Penceramah itu juga mengatakan penganut Hindu di Malaysia lebih mendukung Perdana Menteri India Narendra Modi dibandingkan Perdana Menteri Malaysia Mahathir Mohamad.
Zakir Naik juga mengatakan penganut Hindu di Malaysia memiliki hak 100 kali lebih banyak dibandingkan minoritas Muslim di India.
Setelah dikritik, Zakir Naik menjelaskan pernyataannya dipetik di luar konteks. Bagaimanapun ia memohon maaf atas apa yang terjadi.
"Saya rasa saya perlu mohon maaf kepada semua pihak yang tersinggung karena salah paham ini," ujarnya sambil menambahkan tidak mempunyai niat berbuat demikian.
'Langkah politik'
Pada hari Minggu (18/08), Perdana Menteri Mahathir Mohamad mengatakan penceramah tersebut telah memicu perasaan rasisme.
Mahathir mengatakan Naik "dapat berceramah tetapi dia tidak menerapkan hal itu ... dia berbicara tentang memulangkan orang China ke China, India ke India, bagi saya itu adalah sebuah langkah politik," demikian dilaporkan Bernama.
PM Mahathir Mohamad mengatakan Zakir telah melewati batas dan sejumlah menteri kabinet secara terbuka telah mendesak pengusirannya.
Namun demikian, ia mengatakan status Zakir Naik sebagai penduduk tetap di Malaysia baru akan ditinjau setelah kasus yang ditangani polisi rampung.
Meski mendapat desakan dari berbagai pihak di dalam negeri, Mahathir Mohamad mengulangi pendirian sebelumnya untuk tidak memulangkan Zakir Naik ke negara asalnya, dengan alasan khawatir pendakwah itu dibunuh di India nanti.
"Masalahnya sekarang kita bimbang beliau akan dibunuh."

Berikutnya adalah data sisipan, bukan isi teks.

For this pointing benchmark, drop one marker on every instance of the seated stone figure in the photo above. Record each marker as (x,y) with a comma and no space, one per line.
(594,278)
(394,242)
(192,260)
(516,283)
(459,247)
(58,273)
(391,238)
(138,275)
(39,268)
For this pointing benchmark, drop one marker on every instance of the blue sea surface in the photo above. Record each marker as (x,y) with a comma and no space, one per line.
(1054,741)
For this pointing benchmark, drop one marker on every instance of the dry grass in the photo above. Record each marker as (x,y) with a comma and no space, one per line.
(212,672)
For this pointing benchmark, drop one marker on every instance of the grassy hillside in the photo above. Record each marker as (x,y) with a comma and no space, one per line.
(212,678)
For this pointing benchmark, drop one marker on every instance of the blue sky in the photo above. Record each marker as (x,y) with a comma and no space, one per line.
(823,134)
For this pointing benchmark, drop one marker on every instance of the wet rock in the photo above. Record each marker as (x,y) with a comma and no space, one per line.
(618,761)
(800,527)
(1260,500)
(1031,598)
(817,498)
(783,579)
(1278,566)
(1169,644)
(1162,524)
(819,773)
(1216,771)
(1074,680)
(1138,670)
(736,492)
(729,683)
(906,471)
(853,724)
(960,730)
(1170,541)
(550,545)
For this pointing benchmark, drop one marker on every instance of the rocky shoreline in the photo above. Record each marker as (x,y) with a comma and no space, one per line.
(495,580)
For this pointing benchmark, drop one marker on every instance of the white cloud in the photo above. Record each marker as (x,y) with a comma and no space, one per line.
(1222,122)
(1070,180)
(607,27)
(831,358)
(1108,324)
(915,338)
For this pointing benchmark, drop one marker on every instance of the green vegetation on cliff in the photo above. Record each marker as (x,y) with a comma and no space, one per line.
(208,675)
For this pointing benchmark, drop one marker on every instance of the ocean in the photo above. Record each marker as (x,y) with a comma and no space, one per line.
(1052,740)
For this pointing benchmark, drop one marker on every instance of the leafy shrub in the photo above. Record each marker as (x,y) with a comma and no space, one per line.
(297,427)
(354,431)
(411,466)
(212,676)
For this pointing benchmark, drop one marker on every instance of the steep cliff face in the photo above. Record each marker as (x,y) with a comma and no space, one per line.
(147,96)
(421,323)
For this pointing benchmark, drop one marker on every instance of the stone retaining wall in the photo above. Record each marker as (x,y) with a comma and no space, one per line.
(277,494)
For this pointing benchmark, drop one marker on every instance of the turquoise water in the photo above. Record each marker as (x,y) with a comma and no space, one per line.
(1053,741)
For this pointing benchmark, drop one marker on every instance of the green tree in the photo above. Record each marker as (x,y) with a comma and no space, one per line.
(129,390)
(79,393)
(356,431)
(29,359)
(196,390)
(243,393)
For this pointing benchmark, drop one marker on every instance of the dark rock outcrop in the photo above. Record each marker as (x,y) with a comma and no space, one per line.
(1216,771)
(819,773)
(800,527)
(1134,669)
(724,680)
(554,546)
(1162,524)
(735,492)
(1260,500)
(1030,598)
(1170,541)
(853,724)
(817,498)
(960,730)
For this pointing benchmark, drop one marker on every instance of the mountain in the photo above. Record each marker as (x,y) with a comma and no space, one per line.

Sebelumnya, pemerintah Malaysia tampak enggan menindak Naik karena khawatir akan membuat marah sebagian umat Muslim, di samping dapat memberikan amunisi kepada lawan politik.
Dia pindah ke Malaysia dari India pada tahun 2016. Di negara asalnya, ia masuk daftar buron terkait dugaan memicu ekstremisme dan pencucian uang. Zakir telah menyangkal tuduhan tersebut.
Pada tahun 2018, Zakir Naik pernah menjadi sosok laki-laki yang paling dikagumi di Indonesia pada pemeringkatan yang disusun oleh lembaga survei YouGov, di belakang mantan Presiden BJ Habibie, Presiden Joko Widodo dan mantan Gubernur Jakarta, Basuki Tjahaja Purnama.
Tahun 2010, Naik yang membuat saluran Peace TV dan memiliki banyak pendukung di dunia, dilarang memasuki wilayah Inggris.